The challenge continues but I’ve hit a roadblock already as I find myself struggling to believe I can write anything worthwhile and therefore not writing at all. After some success with writing over the last two years – finding a rhythm, managing to produce short pieces that people enjoyed, even getting them published on platforms other than my own little blog – I have grown a certain expectation of myself and my writing, and anything less just doesn’t feel good enough. However, I think I’m underestimating what it takes to return to writing after a break.

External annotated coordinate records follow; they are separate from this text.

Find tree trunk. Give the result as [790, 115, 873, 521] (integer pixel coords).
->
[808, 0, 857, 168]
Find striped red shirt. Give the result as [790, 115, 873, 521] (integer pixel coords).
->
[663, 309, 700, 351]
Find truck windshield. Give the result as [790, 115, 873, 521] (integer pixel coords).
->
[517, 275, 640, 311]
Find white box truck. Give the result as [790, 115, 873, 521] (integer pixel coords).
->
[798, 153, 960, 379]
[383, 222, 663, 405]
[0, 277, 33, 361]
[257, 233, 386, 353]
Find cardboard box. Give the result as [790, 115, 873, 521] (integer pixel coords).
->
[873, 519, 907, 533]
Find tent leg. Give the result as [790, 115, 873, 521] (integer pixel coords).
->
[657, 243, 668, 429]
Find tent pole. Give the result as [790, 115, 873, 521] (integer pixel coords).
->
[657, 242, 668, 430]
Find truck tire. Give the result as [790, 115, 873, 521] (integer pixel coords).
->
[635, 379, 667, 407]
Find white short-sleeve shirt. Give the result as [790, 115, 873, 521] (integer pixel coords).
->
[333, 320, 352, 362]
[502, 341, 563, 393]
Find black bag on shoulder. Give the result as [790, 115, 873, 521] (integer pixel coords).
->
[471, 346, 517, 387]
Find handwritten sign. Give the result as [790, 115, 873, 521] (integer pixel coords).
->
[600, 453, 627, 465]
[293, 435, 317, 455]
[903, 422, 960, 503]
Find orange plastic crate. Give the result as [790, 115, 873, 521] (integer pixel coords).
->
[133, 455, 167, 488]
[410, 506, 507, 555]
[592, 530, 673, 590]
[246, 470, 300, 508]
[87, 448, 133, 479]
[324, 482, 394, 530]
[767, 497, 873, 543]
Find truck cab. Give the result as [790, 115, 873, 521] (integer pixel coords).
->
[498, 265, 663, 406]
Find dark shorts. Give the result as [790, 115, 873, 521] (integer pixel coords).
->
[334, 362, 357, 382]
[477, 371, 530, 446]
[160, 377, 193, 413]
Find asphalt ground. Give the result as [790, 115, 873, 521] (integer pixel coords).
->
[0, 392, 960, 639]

We got married this year. So, for the first few months, I lost myself in planning the big day (whilst juggling the day-to-day too of course) and then living that magical week leading up to it and the big day itself. Then there was a ‘mini-moon’, a ‘kiddie-moon’ and a luxury honeymoon (how lucky were we?). And already half the year was gone. Then life did that thing that it does and turned everything on its head and we went from joyful beginnings to unhappy endings. My father-in-law died following a short illness soon after our wedding. It was unexpected and devastating, and we found ourselves suddenly planning a funeral and dealing with all that comes with a bereavement. We are just returning to normality – slowly, and I know for my husband it will take much longer.
Now September brings a much needed Autumn and the promise of cosy, happy days. The children have returned to school and nursery, and today was the first day that I’ve given time to sit down to write, and it’s been miserable. I’m lost. It’s been over 8 months since I’ve written properly. I haven’t even been going to writing group in the last few months. I could cry at how hard it feels and I feel so desperate because I wanted this to be it – the thing I can do. A career even – or maybe just a creative outlet that would provide some sense of success. And I’ve lost it. I started this writing challenge and I don’t think I can actually do it. Everything I write is shit – although to be fair I’ve barely written a word.

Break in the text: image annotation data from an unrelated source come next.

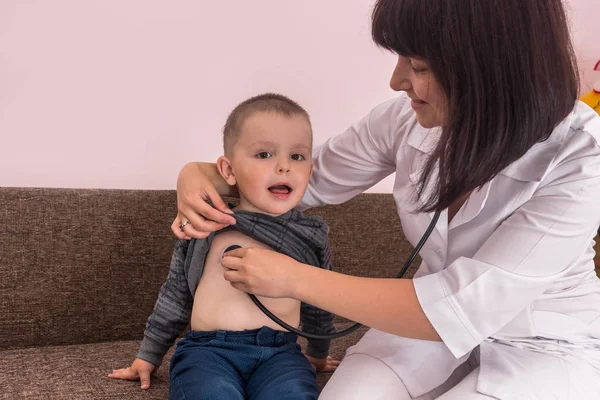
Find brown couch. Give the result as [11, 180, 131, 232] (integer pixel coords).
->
[0, 188, 417, 400]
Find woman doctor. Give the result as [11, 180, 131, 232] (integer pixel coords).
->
[173, 0, 600, 400]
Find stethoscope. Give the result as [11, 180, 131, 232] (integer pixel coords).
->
[221, 211, 440, 340]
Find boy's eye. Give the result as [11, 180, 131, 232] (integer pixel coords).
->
[410, 64, 427, 72]
[256, 151, 271, 159]
[292, 154, 306, 161]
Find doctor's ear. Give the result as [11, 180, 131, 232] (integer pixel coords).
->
[217, 156, 237, 186]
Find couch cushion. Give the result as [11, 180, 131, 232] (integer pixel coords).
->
[0, 323, 366, 400]
[0, 188, 418, 350]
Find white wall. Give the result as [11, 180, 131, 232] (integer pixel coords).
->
[0, 0, 600, 191]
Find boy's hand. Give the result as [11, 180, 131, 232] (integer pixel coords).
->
[305, 354, 340, 372]
[108, 358, 158, 390]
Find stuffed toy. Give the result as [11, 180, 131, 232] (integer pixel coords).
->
[581, 61, 600, 114]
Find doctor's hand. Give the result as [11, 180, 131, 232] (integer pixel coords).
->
[305, 354, 340, 372]
[221, 247, 303, 298]
[171, 163, 235, 240]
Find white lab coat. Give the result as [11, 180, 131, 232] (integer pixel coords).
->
[301, 94, 600, 399]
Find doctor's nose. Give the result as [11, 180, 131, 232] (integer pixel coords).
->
[390, 57, 412, 92]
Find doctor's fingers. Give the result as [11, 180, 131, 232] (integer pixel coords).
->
[171, 211, 227, 239]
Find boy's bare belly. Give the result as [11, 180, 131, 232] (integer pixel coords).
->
[191, 231, 300, 331]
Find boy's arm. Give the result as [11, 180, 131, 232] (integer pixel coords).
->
[137, 240, 194, 365]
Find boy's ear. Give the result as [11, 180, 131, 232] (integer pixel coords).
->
[217, 156, 237, 186]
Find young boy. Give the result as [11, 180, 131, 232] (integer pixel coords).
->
[109, 94, 335, 400]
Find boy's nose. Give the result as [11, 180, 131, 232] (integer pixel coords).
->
[277, 158, 290, 174]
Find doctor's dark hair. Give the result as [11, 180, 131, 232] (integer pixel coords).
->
[223, 93, 310, 155]
[371, 0, 579, 211]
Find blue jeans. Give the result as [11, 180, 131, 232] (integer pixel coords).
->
[169, 327, 319, 400]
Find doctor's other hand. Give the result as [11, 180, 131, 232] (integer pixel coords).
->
[221, 247, 302, 298]
[305, 354, 340, 373]
[171, 166, 235, 240]
[108, 358, 158, 390]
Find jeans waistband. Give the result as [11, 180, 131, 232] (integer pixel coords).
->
[185, 326, 298, 346]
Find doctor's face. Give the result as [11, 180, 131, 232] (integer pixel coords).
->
[390, 56, 446, 128]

Tue truth is I feel tired and weary – I don’t even want to write and yet my heart longs for this to be ‘it’. But if I don’t want to write – isn’t that a major flaw in my plan? I am sick of feeling a failure. I am sick of walking (or running) away from one thing after another. I don’t want to walk away from this too. Seriously, I feel like I have’t achieved anything worthwhile career-wise and yet I completed my first degree with first class honours and my MA with distinction. What the f-word? How can I be so miserably unqualified and unconfident when I was supposed to be the one who was heading for Artistic Director roles? I was the one who was set for great things?
I sat down to write tonight – to just write anything, whatever comes to mind – because I know I have to take steps to fix this. I know I can’t just magic it back into my fingers. I know things won’t write themselves. I have to do the work. I must return to ‘Morning Pages’ and also schedule time to ‘engage to write’ at another point in the day too, even just 15 minutes but EVERY DAY. These are the baby steps back to writing. And I need to schedule some Artistic Dates too – I need to fill my cup. I need to lift my energy to vibrate at a higher level, to lift my mood and to invite creativity and possibility back into my life. I know what I need to do, and it begins with an early night and acceptance that perhaps I can’t just leap straight into a writing challenge after time away. Maybe some people can, but I can’t and that’s okay. We all operate differently and with some kindness, perhaps I can nurture my artistic child back into the forefront of my days.
So, this is my response to Day Two and Three of the writing challenge – I tried to write a dialogue and a poem, and I failed. I wrote this instead.